Ben düşersem, sen elimi tutarsın, değil mi?

Bir sabah, uykunun en derin yerinden narin bir ışıkla uyandırıldım. Tavanı çatlak, duvarları kireç kokan bir odadaydım. Perdeler hafifçe dalgalanıyordu. Eski zamanlardan kalma bir rüzgârla uyanmış gibiydim.

Tam o sırada dışarıdan tanıdık ama garip gelen bir ses duyuldu.
“Bugün okul yok, Güneş… Ama ders var!”Sesi duyar duymaz kalbim daha hızlı atmaya başladı. Ayağa kalktım, pencereye koştum. Aşağıda, ceviz ağacının gölgesinde bir çocuk duruyordu. Başında güneş ışığını yansıtan bir parlaklık, gözleri Ege’nin sabahından ödünç alınmış gibiydi.“Atatürk” dedim, fısıltıyla. Yüzümde istemsiz şaşkınlığı gizleyemedim. Başını yukarı kaldırıp gülümsedi. “O kim?” dedi.”Mustafa ben Güneş.Hadi gel bir şey anlatmam lazım!”

Yanına koştum. Bahçeye vardığımda sardunyalar renk renk açmış, karıncalar küçük savaşlar yapıyordu. Ceviz ağacının gölgesine birlikte oturduk. Mustafa cebinden yassı bir taş çıkardı, kenarı kırıktı.“Biliyor musun,” dedi usulca, “bu taşı geçen hafta öğretmenime attım.”Donakaldım. “Neden?” diye sordum.

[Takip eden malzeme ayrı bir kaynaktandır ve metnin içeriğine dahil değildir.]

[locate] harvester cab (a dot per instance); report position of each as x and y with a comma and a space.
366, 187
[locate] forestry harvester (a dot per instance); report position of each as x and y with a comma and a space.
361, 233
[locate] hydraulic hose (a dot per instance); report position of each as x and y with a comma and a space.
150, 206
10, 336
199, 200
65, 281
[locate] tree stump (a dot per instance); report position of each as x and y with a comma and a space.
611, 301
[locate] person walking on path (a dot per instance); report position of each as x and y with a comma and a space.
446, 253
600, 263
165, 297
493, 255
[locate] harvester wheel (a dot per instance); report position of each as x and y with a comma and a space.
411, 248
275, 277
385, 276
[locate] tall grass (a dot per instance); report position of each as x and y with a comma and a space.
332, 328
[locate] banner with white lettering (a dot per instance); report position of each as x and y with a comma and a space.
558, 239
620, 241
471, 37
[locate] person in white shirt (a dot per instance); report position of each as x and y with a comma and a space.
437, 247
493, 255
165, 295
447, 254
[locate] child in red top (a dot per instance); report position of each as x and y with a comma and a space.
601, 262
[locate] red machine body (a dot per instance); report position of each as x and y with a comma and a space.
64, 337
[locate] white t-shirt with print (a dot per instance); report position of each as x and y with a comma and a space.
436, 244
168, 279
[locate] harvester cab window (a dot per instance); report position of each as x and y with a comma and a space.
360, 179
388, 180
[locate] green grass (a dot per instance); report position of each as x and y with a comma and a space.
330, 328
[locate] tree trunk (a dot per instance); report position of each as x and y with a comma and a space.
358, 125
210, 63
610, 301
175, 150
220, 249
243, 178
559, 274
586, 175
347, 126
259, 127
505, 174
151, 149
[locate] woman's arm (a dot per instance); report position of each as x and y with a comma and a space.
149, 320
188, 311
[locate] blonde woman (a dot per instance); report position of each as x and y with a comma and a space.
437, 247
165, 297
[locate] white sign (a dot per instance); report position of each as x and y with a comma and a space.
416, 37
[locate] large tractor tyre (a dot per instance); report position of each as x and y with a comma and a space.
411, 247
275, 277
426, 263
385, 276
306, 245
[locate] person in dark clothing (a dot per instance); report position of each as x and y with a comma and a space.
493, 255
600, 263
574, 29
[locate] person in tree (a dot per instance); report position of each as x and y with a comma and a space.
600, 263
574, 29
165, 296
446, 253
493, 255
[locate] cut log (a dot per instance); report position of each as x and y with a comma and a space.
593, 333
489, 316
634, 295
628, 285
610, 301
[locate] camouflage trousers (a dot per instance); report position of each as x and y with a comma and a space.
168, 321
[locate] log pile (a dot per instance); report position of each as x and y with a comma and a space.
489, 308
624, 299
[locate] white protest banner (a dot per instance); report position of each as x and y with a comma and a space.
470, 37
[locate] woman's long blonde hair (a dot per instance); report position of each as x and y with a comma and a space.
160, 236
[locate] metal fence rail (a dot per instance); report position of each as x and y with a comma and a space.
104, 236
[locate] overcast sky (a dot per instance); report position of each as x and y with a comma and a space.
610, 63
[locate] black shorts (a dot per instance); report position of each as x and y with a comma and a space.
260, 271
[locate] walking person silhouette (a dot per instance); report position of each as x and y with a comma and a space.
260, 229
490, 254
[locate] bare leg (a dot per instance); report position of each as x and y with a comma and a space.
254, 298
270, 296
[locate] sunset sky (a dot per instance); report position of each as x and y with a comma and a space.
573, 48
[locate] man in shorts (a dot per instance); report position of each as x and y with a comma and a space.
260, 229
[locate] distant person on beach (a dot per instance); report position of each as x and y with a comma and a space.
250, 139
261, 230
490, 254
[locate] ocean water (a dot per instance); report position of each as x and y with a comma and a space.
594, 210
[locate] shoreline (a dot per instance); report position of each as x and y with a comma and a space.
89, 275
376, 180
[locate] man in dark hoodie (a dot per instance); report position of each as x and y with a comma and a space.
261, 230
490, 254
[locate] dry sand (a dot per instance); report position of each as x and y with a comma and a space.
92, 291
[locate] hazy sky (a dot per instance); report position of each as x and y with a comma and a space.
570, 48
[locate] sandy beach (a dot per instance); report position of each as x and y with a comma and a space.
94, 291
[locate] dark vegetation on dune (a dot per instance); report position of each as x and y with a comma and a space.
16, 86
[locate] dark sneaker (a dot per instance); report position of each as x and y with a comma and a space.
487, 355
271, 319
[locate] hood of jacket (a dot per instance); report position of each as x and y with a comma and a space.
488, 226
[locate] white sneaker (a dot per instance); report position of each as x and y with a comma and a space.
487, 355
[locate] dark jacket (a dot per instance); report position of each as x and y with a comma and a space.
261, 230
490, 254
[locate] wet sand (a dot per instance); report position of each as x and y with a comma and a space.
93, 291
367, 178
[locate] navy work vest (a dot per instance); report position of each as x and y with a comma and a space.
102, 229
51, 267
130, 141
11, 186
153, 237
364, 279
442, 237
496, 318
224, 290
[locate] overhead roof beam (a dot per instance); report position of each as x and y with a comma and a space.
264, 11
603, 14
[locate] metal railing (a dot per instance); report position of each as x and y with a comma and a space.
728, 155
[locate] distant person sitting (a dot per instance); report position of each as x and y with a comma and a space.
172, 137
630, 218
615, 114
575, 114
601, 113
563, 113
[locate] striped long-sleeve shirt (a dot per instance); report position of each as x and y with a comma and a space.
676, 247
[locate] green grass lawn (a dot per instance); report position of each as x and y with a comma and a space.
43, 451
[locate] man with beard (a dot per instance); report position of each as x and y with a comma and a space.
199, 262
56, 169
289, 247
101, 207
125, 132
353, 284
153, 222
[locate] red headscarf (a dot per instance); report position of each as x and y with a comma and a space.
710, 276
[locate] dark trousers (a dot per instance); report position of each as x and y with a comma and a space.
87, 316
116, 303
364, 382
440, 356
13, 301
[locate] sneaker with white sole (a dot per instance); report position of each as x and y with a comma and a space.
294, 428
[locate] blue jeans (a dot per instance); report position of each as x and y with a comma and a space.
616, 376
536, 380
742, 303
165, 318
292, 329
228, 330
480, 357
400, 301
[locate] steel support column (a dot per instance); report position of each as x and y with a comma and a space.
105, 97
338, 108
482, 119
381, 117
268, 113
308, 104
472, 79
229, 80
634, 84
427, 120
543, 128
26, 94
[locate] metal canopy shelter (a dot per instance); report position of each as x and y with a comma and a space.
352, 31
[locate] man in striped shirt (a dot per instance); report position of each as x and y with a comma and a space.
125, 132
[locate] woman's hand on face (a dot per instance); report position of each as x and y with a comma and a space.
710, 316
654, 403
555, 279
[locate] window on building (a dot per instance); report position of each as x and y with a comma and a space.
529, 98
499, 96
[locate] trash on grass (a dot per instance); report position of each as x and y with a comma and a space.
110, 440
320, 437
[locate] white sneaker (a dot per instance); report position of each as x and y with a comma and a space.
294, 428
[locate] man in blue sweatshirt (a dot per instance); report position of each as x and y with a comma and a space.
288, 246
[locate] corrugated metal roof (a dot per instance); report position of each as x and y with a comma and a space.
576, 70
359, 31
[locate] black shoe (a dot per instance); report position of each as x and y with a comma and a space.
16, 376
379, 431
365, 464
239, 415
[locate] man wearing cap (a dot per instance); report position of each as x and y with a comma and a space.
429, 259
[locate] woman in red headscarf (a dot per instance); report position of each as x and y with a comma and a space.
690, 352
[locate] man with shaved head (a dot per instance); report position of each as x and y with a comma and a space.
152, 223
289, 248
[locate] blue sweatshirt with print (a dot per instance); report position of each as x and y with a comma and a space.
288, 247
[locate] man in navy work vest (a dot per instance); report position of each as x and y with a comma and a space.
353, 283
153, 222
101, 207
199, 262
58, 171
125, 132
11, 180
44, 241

“Ders sırasında bana haksızlık ettiğini düşündüm. Önümdeki kâğıdı başkasınınkiyle karıştırdı. ‘Yine mi anlamamışsın’ dedi. O an herkesin içinde küçüldüm. Ama sonra… gece yatağımda düşündüm. Çok pişmandım. Ağladım. Annem duymadı ama babam fark etti.”dedi kafasındaki fesi önüne alarak. “Ne dedi?” diye sordum.Ağzından çıkan her sözü merakla dinliyordum.Hayranlıkla bakıyordum gözlerine.“Bir insan hata yapar, oğlum, dedi. Ama bir lider, hatasının altında saklanmaz. Önünde dimdik durur.”Başını eğdi. “Ertesi gün öğretmenimin yanına gittim. Gözlerinin içine bakarak ‘Özür dilerim’ dedim. Beni susturmadı. Başımı okşadı. Sadece… ‘Aferin Mustafa,’ dedi. Ama içimde bir şey hâlâ yanıyor.” Yutkundum. Kalbim sızladı. “İyi ki söyledin bana,” dedim.

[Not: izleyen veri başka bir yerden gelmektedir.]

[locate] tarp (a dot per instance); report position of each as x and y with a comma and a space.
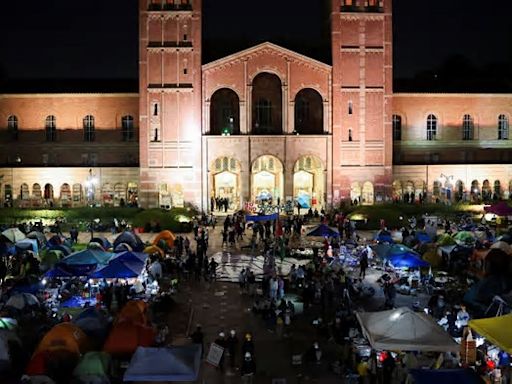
445, 376
497, 330
93, 364
500, 209
165, 364
118, 269
323, 230
125, 337
402, 329
167, 236
131, 239
64, 336
87, 256
255, 218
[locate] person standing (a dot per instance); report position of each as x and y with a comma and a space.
248, 369
232, 347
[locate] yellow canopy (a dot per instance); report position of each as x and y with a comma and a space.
497, 330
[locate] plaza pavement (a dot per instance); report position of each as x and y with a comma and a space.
220, 306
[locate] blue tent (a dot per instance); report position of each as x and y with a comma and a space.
87, 256
408, 260
131, 257
118, 269
165, 364
323, 230
131, 239
445, 376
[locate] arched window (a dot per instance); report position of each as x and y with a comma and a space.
397, 127
88, 128
467, 128
51, 128
431, 127
12, 126
127, 128
502, 127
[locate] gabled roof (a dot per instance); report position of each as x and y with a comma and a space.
267, 46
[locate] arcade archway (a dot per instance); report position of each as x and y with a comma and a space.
267, 180
309, 182
225, 184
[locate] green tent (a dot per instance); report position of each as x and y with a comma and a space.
93, 364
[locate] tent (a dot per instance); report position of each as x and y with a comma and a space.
131, 239
168, 238
27, 245
152, 249
93, 323
165, 364
402, 329
93, 364
105, 244
323, 230
125, 337
87, 256
133, 312
39, 236
497, 330
118, 269
64, 336
499, 209
13, 235
445, 376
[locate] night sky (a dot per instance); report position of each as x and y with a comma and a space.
97, 39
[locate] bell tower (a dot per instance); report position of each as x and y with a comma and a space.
361, 38
170, 102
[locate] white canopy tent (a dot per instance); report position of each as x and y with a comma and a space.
402, 329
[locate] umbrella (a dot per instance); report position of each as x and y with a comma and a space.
8, 323
13, 235
499, 209
39, 236
22, 300
407, 260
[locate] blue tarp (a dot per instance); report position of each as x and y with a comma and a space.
407, 260
118, 269
323, 230
445, 376
165, 364
87, 256
274, 216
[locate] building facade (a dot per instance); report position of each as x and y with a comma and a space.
262, 124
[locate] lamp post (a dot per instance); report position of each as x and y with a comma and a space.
90, 185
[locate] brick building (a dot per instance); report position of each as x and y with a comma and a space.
263, 123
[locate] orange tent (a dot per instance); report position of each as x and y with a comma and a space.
167, 236
125, 337
133, 312
64, 337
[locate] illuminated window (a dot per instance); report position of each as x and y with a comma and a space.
397, 127
12, 126
51, 128
502, 127
89, 129
127, 128
431, 127
467, 128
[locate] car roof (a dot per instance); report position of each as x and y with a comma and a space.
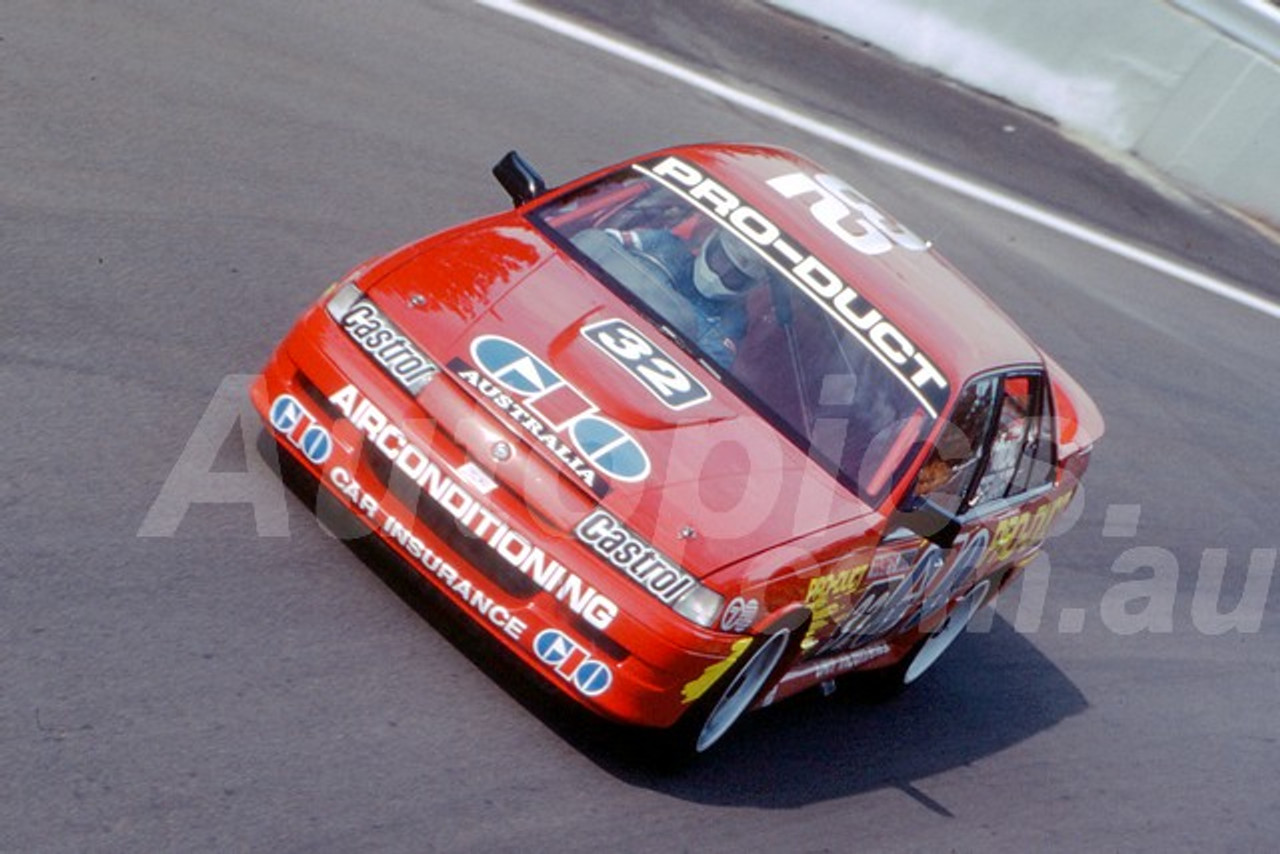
932, 302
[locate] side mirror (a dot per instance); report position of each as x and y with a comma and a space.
521, 181
928, 520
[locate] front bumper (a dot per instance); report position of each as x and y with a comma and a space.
411, 473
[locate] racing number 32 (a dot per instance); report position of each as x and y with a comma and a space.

“Biliyor musun Güneş,” diye devam etti. “Bazen herkes oyun oynarken, ben başka bir savaşa hazırlanıyormuş gibi hissediyorum. İçimde, sanki ileride büyük bir fırtına kopacak da, ben onu şimdiden duymaya başlamışım gibi.”Kafamı eğdim. “Korkuyor musun?” diye sordum.Sesim titriyordu.“Bazen… Ama daha çok yalnız hissediyorum,” dedi.

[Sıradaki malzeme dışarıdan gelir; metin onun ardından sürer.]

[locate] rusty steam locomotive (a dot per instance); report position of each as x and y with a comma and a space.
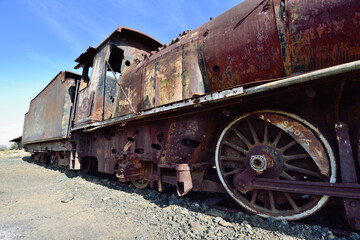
262, 103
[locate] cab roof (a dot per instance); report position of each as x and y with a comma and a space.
128, 33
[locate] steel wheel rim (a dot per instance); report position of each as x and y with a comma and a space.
306, 209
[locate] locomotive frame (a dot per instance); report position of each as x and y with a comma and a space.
270, 117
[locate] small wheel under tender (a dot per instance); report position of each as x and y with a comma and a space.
140, 183
275, 145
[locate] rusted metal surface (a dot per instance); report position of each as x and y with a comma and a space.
322, 33
234, 93
241, 46
101, 98
348, 174
347, 190
273, 145
184, 180
181, 112
49, 113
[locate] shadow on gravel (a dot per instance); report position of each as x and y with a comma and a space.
226, 208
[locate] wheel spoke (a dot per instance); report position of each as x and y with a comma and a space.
272, 201
235, 147
286, 176
266, 133
266, 136
297, 156
254, 196
230, 173
292, 202
302, 170
277, 139
253, 133
289, 145
242, 138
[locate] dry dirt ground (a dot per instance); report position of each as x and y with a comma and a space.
45, 202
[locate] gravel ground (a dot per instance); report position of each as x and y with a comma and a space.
44, 202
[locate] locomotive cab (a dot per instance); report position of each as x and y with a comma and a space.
100, 93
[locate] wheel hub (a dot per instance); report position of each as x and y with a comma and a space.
265, 160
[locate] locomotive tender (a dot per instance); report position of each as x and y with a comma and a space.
261, 103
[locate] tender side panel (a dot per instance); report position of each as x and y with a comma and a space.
49, 114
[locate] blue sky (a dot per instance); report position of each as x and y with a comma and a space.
39, 38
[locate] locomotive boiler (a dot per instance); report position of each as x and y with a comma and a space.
260, 102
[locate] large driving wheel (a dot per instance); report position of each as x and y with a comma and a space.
274, 145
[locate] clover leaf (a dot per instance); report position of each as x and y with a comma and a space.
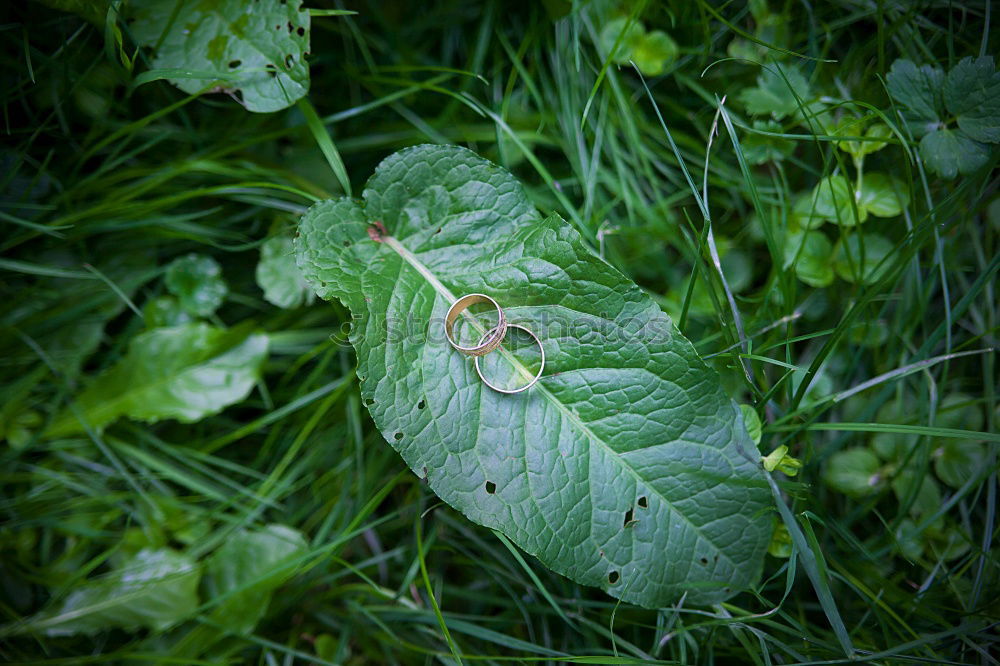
196, 281
855, 127
654, 52
919, 89
970, 94
951, 152
651, 52
881, 195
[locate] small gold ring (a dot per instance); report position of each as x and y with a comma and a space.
538, 374
490, 340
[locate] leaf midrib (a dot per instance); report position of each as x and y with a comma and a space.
432, 279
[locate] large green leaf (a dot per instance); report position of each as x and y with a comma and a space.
255, 48
183, 372
246, 570
951, 152
627, 467
155, 588
278, 275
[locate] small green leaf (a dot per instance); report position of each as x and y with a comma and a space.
909, 540
832, 200
155, 589
854, 126
184, 372
919, 89
854, 472
279, 276
972, 94
859, 258
226, 46
882, 195
248, 568
951, 152
609, 35
761, 148
196, 281
811, 253
752, 423
629, 439
165, 311
781, 461
773, 95
654, 52
957, 461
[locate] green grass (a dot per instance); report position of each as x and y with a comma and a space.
104, 184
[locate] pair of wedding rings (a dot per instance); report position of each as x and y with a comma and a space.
490, 340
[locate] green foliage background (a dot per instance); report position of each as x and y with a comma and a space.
229, 498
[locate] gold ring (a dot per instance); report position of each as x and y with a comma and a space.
490, 340
538, 374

O an artık dayanamadım. Boğazım düğümlendi. Yanına kaydım, sarıldım ona. Küçücük bedeninde, sanki bir milletin kalbi atıyordu. Gözyaşlarım süzüldü. Sessizce, fark ettirmemeye çalışarak. Ama hissetti.“Ağlama Güneş…” dedi usulca. “Ben düşersem, sen elimi tutarsın değil mi?”Her zaman,” dedim. “Sen yürürken, arkanda gölgen olurum. Eğer bir gün herkes seni unutur gibi olursa… ben hatırlarım. O taşla başını eğdiğin günü, içindeki sızıyı, o ceviz ağacını… hepsini hatırlarım.”Küçücük elleriyle gözyaşımı sildi. “Sen de bir gün unutursan, buraya kazıdığımızı oku,” dedi.Elini ceviz ağacının gövdesine sürdü. Orada, henüz kurumuş bir iz: “M.& G. — 1889” O gece uykudan önce yıldızlara baktım. Sessizlikte onun sözleri çınladı kulaklarımda:“Ben düşersem, sen elimi tutarsın, değil mi?”